Since the humble beginnings of the electric guitar, there has been a steady increase in the technology that surronds the instrument. Whether it be amps that have exceedingly become more advanced or the birth of digital effets pedals. There is no doubt that during the last 15 years there has been an acceleration in the availability of both digital offerings and more recently, the ability to modulate amps and effects. While recording studios were once both uncommon and expensive there are now software programs that give a home user the power to do things that weren’t possible in the huge mastering studios of the ’70s and ’80s. We decided to look at some of the emerging technologies and what they might mean for the future of music making.
Over the last several years there has been a distinctive rise in the number of programs that emulate amps, pedals and provide some pretty powerful EQ options. Over time these emulations have become more powerful and harder to tell from the real thing (which was proven by the ToneFiend amps vs. models contest). Of course, when you crank an amp up, there is a distinctive tone and grit that is hard to replicate. Still, the advancement in modeling has made these programs become more appealing. AmpliTube is a piece of sotware that is not only available for Windows & Mac but also for the iPhone. Using a special adapter you can plug your guitar directly into your iPhone and use it as an amplifier, turn on some effects and adjust the EQ. You can even use some Seymour Duncan pedals as our Power Grid and Shape Shifter are available through the AmpliTube Custom Shop.
It’s Kemper time:
One item that has been generating buzz recently is the Kemper Profiling Amp. The Kemper promises to capture the tone of a unique sounding amp by allowing you to record it and save its tonal DNA to an onboard hardrive. It comes loaded with a ton of profiles and you can download many more from the internet. The idea being that at the switch of a button you could go from a Marshall JTM45 to a Mesa Boogie or choose from hundreds of other options.

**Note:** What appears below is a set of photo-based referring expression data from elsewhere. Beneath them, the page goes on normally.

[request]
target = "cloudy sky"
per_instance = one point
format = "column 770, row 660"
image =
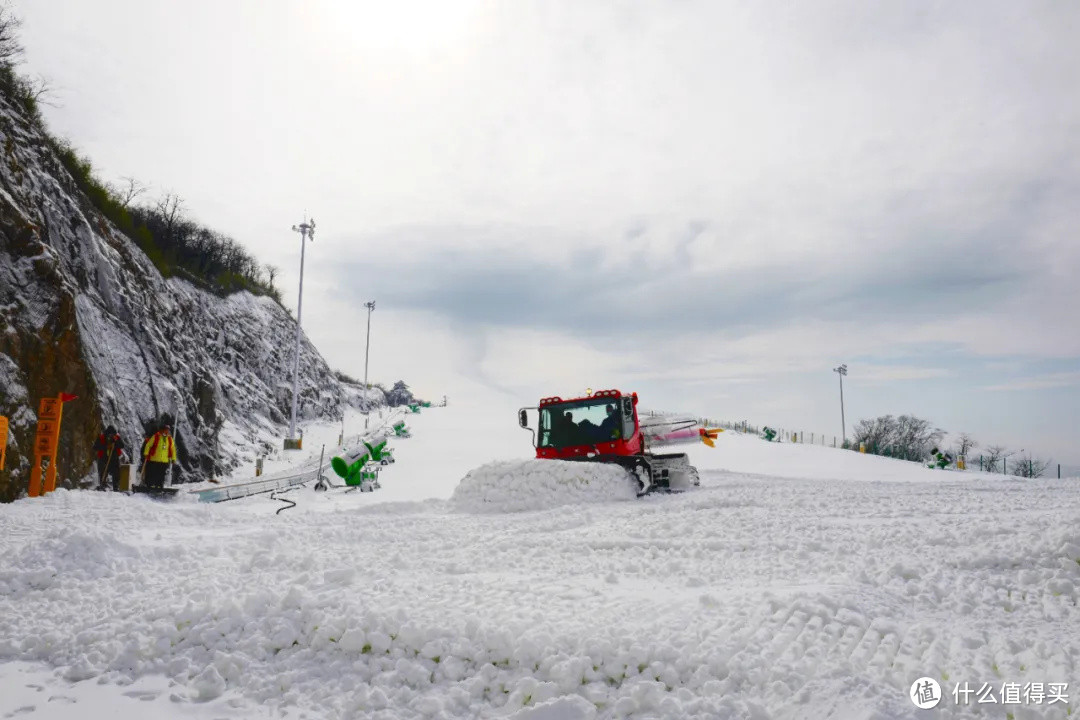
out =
column 712, row 203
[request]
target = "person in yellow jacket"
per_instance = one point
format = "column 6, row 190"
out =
column 159, row 453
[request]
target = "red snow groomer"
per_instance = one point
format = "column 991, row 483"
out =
column 604, row 426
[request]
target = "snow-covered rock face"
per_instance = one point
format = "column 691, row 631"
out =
column 83, row 311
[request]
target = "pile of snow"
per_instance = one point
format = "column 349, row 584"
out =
column 511, row 487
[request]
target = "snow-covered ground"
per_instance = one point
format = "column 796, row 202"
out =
column 797, row 582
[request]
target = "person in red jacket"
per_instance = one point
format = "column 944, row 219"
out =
column 159, row 453
column 110, row 450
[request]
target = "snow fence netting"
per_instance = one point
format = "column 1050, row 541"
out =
column 516, row 486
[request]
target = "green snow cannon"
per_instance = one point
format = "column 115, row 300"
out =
column 350, row 464
column 376, row 446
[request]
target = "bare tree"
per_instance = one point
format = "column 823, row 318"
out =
column 994, row 453
column 964, row 445
column 171, row 208
column 1028, row 466
column 11, row 49
column 127, row 191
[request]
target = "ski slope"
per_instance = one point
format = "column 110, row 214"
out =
column 797, row 582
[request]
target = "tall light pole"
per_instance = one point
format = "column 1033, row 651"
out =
column 307, row 230
column 842, row 370
column 367, row 347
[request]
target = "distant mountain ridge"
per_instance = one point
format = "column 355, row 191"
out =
column 84, row 311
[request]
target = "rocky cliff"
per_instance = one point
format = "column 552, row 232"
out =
column 83, row 311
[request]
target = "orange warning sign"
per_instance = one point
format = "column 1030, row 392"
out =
column 45, row 440
column 50, row 408
column 3, row 439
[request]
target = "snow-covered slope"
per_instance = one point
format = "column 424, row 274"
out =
column 83, row 311
column 824, row 594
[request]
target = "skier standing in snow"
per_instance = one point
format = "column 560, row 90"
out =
column 109, row 448
column 159, row 452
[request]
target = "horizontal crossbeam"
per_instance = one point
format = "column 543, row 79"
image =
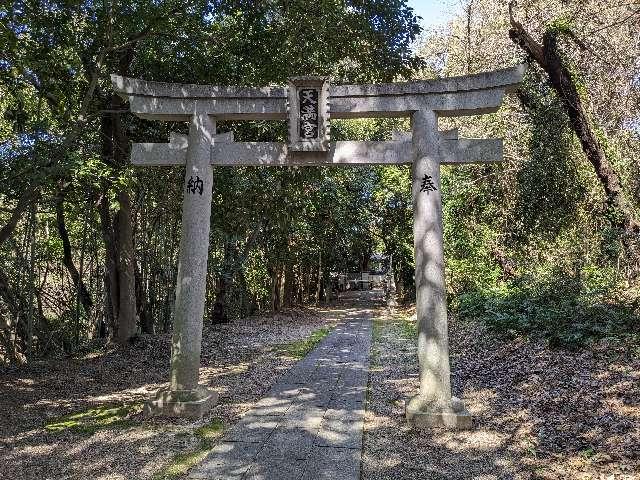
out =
column 450, row 151
column 470, row 95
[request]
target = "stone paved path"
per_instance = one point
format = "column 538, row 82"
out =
column 309, row 426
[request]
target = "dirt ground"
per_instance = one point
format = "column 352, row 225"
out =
column 239, row 362
column 538, row 413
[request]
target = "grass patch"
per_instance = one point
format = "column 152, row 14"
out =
column 300, row 348
column 107, row 417
column 182, row 462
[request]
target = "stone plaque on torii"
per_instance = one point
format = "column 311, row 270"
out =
column 307, row 103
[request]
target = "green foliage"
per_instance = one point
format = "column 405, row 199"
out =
column 108, row 417
column 300, row 348
column 567, row 310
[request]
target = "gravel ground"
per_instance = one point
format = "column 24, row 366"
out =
column 238, row 362
column 538, row 413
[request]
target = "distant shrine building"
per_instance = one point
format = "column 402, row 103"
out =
column 308, row 103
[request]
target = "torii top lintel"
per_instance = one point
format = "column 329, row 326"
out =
column 453, row 96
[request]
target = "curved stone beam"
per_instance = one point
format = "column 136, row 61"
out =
column 468, row 95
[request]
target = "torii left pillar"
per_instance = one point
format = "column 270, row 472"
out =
column 185, row 397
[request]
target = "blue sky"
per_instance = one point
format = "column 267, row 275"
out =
column 434, row 12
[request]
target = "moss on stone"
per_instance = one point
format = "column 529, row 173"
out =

Guitar makers are taking notice:
Many guitar makers are now starting to incorporate digital technology and ways to connect it in some models. In this gutiar from Rick Hanes, it has a built-in option for an iPod touch with AmpliTube. At the touch of a button you could change to a different amp, add a pedal or make a change to the EQ.
Of course there are many more programs and technologies being developed than just these three, sometimes at such a pace it’s hard to keep up with them. Do you believe this will be a good thing for musicians, by opening up more options at affordable prices? Or do you think that the trend for digital and emulations doesn’t capture the character of the real thing?